A state insurance plan subcontractor is at the center of a serious security incident after hackers gained three months of unfettered access to its computer system, compromising thousands of members' health records. What's more, despite discovering the HIPAA breach in April, it took officials some four months to notify those affected.

 

The Dallas-based Onsite Health Diagnostics – a medical testing and screening company, which contracts with the state of Tennessee's wellness plan – notified 60,582 people that their protected health information was accessed and stored by an "unknown source." The breach affected members from the Tennessee's State Insurance Plan, Local Government Insurance Plan and Local Education Insurance plan. 

 

[See also: Vendor sacked for HIPAA breach blunder.]

 

The system accessed, as OHD officials pointed out in an August notification letter, was not in official use since fall 2013. Health benefit member names, dates of birth, addresses, emails, phone numbers and gender were compromised in the incident. 

 

When pressed for details regarding the security incident, state officials did not respond in time for publication. 

 

"We are sorry for any inconvenience or concern that his may have caused you," wrote Kyle Alexander, chief executive officer of Onsite Health Diagnostics, in a member notification letter. "OHD has received no reports of identity theft related to this incident.

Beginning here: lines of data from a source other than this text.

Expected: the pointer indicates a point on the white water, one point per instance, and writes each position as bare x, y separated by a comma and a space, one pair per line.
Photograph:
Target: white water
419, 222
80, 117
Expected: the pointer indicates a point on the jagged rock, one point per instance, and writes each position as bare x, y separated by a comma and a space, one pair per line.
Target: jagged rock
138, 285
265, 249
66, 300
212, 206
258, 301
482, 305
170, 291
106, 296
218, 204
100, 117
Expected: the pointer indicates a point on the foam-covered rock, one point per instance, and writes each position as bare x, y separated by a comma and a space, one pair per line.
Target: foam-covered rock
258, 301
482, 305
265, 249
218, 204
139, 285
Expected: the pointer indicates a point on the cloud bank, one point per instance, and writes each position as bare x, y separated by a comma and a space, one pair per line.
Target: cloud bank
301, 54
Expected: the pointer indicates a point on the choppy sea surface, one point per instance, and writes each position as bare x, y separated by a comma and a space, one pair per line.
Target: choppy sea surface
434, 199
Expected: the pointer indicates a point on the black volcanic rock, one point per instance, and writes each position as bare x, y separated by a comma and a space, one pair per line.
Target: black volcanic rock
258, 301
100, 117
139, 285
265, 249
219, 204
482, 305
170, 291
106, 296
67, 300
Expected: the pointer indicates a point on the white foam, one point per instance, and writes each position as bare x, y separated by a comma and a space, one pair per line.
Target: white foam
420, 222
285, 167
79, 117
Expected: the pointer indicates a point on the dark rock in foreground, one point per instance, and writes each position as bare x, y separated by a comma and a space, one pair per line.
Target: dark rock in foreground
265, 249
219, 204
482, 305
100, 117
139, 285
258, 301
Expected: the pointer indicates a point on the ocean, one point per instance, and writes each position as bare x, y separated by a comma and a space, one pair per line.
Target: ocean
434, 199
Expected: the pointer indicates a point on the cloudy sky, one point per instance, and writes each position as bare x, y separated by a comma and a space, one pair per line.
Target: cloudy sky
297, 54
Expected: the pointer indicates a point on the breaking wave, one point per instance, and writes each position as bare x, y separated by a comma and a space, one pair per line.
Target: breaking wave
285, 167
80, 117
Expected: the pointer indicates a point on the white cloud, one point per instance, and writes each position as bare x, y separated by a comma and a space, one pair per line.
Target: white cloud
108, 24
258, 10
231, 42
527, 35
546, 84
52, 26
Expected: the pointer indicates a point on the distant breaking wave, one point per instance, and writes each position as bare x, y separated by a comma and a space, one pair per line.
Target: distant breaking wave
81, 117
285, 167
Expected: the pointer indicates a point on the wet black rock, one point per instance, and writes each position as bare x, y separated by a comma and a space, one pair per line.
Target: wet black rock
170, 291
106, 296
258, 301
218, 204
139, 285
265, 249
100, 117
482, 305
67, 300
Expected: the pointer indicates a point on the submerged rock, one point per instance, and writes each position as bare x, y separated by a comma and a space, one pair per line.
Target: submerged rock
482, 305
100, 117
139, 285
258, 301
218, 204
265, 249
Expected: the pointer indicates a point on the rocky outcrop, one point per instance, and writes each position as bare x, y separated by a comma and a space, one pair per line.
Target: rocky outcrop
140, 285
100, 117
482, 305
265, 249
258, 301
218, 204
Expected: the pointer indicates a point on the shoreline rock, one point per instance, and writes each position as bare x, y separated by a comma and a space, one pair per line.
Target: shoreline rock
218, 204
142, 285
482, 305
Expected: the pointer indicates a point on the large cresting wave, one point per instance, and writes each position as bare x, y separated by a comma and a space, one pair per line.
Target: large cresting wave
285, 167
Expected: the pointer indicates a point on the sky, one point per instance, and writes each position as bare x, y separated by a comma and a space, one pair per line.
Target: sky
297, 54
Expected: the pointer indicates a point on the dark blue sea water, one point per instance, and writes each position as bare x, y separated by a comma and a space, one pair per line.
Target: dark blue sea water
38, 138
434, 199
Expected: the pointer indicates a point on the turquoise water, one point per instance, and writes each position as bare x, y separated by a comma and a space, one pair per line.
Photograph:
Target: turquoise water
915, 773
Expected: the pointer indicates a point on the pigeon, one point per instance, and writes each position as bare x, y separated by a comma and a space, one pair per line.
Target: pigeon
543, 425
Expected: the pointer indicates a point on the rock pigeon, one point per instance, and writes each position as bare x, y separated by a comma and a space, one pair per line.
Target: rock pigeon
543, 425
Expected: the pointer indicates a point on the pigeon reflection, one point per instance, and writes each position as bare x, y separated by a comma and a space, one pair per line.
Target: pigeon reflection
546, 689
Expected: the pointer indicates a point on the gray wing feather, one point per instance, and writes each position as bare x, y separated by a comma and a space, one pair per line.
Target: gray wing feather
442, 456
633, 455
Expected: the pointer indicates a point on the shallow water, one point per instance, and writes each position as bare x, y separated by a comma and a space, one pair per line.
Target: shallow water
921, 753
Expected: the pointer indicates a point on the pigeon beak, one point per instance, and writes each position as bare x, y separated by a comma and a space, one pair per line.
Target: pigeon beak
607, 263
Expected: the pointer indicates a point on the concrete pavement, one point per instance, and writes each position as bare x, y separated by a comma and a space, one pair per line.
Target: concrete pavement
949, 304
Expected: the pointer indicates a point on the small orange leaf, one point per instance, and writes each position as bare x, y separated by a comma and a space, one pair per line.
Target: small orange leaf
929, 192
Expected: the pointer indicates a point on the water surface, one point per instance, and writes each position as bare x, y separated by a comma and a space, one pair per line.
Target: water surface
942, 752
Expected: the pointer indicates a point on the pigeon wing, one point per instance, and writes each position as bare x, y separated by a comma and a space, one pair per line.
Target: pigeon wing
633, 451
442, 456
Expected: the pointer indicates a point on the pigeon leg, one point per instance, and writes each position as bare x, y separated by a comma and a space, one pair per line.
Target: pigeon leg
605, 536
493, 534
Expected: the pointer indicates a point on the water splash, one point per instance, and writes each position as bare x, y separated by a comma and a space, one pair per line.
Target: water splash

We take the security of your personal information very seriously."

 

[See also: HIPAA security gaffe puts PHI on Google.]

 

Under the new HIPAA final rule, which took effect last fall for covered entities, business associates and subcontractors, now along with covered entities, must comply with HIPAA privacy, security and breach notification rules. 

 

At HIMSS14 this February, then deputy director for health information privacy at OCR Susan McAndrew said about 25 to 27 percent of the HIPAA privacy and security breaches reported to OCR involved a business associates, often going as high as 64 percent.  

 

To date, more than 41 million individuals have had their protected health information compromised in reportable HIPAA privacy and security breaches, according to data from the HHS Office for Civil Rights.